"If you're over the limit, you're under arrest. This is a matter of life and death," said Transportation Secretary Ray LaHood.
Despite the new trend, drunken driving arrests remain dominated by men. In 1998, 676,911 men were arrested for being under the influence, compared with 626,371 arrests in 2007. More than 126,000 women were arrested for DUI in 1998, a number which increased to 162,493 in 2007.
Laura Dean-Mooney, president of Mothers Against Drunk Driving, said it was unclear why there has been an increase in the number of women arrested for impaired driving. "There's no hard data on that. What you're hearing more is that women are under more pressure, they're now perhaps the breadwinner because of the unemployment rate," she said.
"We need to make sure women understand that if you're a drinking driver, you're just as likely as a male to hit or kill or injure someone or perhaps even kill yourself, as we saw in the horrible Taconic Parkway crash," she said.
In New York's Westchester County, Diane Schuler drove the wrong way for nearly two miles on the Taconic State Parkway last month before her minivan slammed into an SUV, killing 8 people.

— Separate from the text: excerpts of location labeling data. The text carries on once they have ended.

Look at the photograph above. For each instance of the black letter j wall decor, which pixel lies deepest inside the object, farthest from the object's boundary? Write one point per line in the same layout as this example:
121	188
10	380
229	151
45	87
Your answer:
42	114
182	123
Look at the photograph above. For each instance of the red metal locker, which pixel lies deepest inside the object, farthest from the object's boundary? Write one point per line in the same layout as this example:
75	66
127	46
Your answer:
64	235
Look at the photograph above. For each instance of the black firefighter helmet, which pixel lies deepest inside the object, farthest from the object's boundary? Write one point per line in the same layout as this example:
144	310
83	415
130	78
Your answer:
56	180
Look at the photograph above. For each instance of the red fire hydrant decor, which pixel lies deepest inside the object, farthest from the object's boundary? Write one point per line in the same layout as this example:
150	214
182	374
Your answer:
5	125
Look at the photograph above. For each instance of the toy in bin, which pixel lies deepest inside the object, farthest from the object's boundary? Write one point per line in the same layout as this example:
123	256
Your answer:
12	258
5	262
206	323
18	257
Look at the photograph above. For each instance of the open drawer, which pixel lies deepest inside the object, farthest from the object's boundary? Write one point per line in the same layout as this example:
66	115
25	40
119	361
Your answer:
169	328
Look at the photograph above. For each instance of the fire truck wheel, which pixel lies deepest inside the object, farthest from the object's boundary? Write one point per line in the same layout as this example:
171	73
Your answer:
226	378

Schuler, her 2-year-old daughter, three young nieces and three men in the SUV were killed. Schuler's 5-year-old son survived.
A smashed bottle of vodka was found in the wreckage of Schuler's minivan. An autopsy found she had a 0.19 blood-alcohol reading at the time of the crash, well above the legal limit of 0.08, and had smoked marijuana no more than an hour before the wreck.
Transportation officials said the number of impaired women involved in a fatal crash increased in 10 states from 2007 to 2008. The states are: Ohio, New Hampshire, Montana, Nevada, Wyoming, West Virginia, Indiana, Washington state, Kansas and Tennessee.
About 2,000 alcohol-related deaths involve women every year.
The government released the new statistics in connection with its anti-drunk driving enforcement campaign, which targets drivers leading up to the Labor Day holiday weekend. The enforcement campaign runs from Aug. 21 through the Labor Day weekend and involves 11,000 police departments and law enforcement agencies around the country.